Finally, the State agency medical and psychology consultants, Drs. Rittner and Swanson, respectively assessed that, inter alia, the Plaintiff could occasionally lift and/or carry 20 pounds; frequently lift and/or carry 10 pounds; and sit, stand and/or walk for a total of 6 hours in an 8-hour workday; and that the Plaintiff "would do best in a non-public work [environment], where contact with others is superficial and infrequent and the need for collaboration is not required."

"State agency medical and psychological consultants ... are highly qualified physicians and psychologists who are also experts in Social Security disability evaluation," 20 C.F.R. § 404.1527(f)(2)(I), and, as such, "'their opinions may constitute substantial evidence if they are consistent with the record as a whole.'" Lewis v. Commissioner, No. 00-CV-1225, 2005 WL 1899399, at *3 (N.D.N.Y. Aug. 2, 2005) (quoting Leach ex rel. Murray v. Barnhart, No. 02 Civ. 3561, 2004 WL 99935, at *9 (S.D.N.Y. Jan. 22, 2004)); see also Mongeur v. Heckler, 722 F.2d 1033, 1039 (2d Cir. 1983); Rivera v. Barnhart, No. 04-CV-6149, 2005 WL 3555501, at *8 (W.D.N.Y. Dec. 9, 2005) (noting case authority that "supports the ... position that the ALJ could find ... a State agency physician's opinion to constitute substantial evidence") (citing Schisler, 3 F.3d at 568); Frye ex rel. A.O. v. Astrue, 485 F. App'x 484, 487 (2d Cir. 2012) ("The report of a State agency medical consultant constitutes expert opinion evidence which can be given weight if supported by medical evidence in the record"); Wessel v. Colvin, 2015 WL 12712297, at *7 (D. Conn. Dec. 30, 2015) (citing cases); Lynn M. v. Berryhill, No. 5:17-CV-80, 2019 WL 128547, at *14 (D. Vt. Jan. 8, 2019) ("It is true that state agency medical consultants are highly qualified and are experts in Social Security disability evaluation") (internal quotations and citations omitted).

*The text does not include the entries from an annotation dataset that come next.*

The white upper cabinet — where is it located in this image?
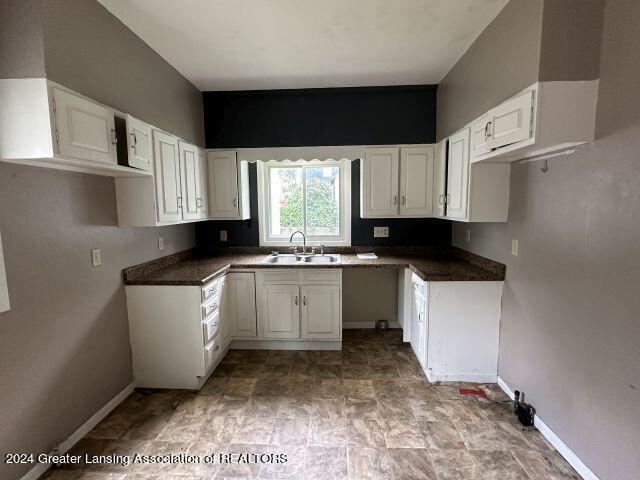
[196,148,209,219]
[300,285,342,340]
[178,142,200,220]
[0,78,151,177]
[433,138,447,217]
[360,148,399,218]
[471,80,598,163]
[446,128,470,218]
[206,150,250,220]
[153,130,183,222]
[259,285,300,339]
[400,146,434,217]
[486,91,534,150]
[126,115,153,172]
[53,88,118,165]
[360,145,434,218]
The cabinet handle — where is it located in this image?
[484,122,491,140]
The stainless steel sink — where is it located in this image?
[303,254,340,263]
[261,254,340,265]
[262,254,300,263]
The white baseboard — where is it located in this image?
[425,370,496,383]
[498,377,599,480]
[21,383,134,480]
[342,321,401,330]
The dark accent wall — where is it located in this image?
[202,85,437,148]
[196,85,451,248]
[196,160,451,250]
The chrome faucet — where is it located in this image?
[289,230,307,255]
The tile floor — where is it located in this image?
[46,330,579,480]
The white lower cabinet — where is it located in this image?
[399,269,503,382]
[126,279,230,389]
[260,285,300,339]
[256,268,342,348]
[300,285,342,340]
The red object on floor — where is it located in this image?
[458,388,487,397]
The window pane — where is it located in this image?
[269,167,303,236]
[306,167,340,236]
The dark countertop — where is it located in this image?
[124,248,504,286]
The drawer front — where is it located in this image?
[200,296,220,320]
[204,335,222,370]
[258,268,300,283]
[202,278,220,303]
[202,312,220,345]
[302,268,342,284]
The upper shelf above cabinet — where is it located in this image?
[470,80,598,163]
[0,78,150,177]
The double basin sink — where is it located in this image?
[261,254,340,265]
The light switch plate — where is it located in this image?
[373,227,389,238]
[91,248,102,267]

Here, the ALJ properly afforded these opinions great weight. Notably, Drs. Ritter and Swanson's reports were consistent with objective medical evidence as well as the Plaintiff's "description of his daily activities," Wavercak v. Astrue, 420 F. App'x 91, 94 (2d Cir. 2011), as ascertained through both his testimony and his treatment records. For example, Dr. Ritter's assessment that the Plaintiff's "exertional" and "postural" limitations are consistent with, inter alia, the Plaintiff's admitted history of travel, which includes visiting his girlfriend in New Jersey, taking a vacation to Las Vegas, and kayaking with his mother. Similarly, Dr. Swanson's assessments that the Plaintiff was "not severely limited" in his ability to "adhere to basic standards of neatness and cleanliness" is consistent with, inter alia, Dr. Murphy's assessment, as discussed above. The assessment that the Plaintiff was only "moderately limited" in his ability to "interact appropriately with the general public" is consistent with the Plaintiff's active participation in flea market sales.

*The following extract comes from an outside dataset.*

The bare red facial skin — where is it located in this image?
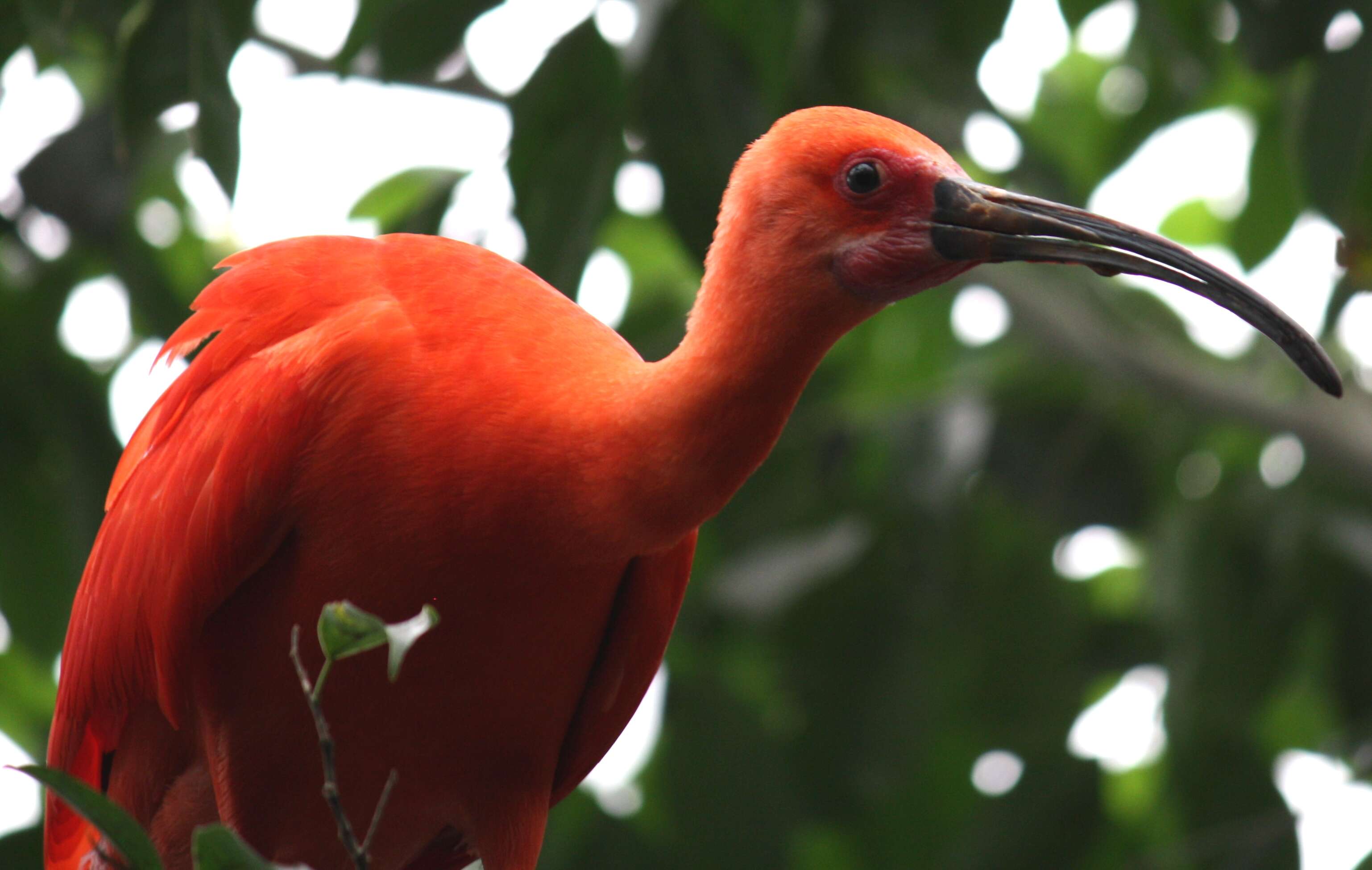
[833,148,975,303]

In sum, the ALJ was tasked with considering multiple medical opinions as pieces of the whole record and evaluating them against that record. The ALJ must balance and weigh conflicting evidence. See Cage v. Comm'r of Soc. Sec., 692 F.3d 118, 122 (2d Cir. 2012) (deferring to the Commissioner's resolution of conflicting evidence). Accordingly, the Court finds that the ALJ's opinion assessments were supported by substantial evidence and, in turn, did not run afoul of the treating physician rule. See Wavercak, 420 F. App'x at 94 ("the ALJ was not required to defer to" a treating source opinion that "conflicted with [the Plaintiff's] description of his daily activities).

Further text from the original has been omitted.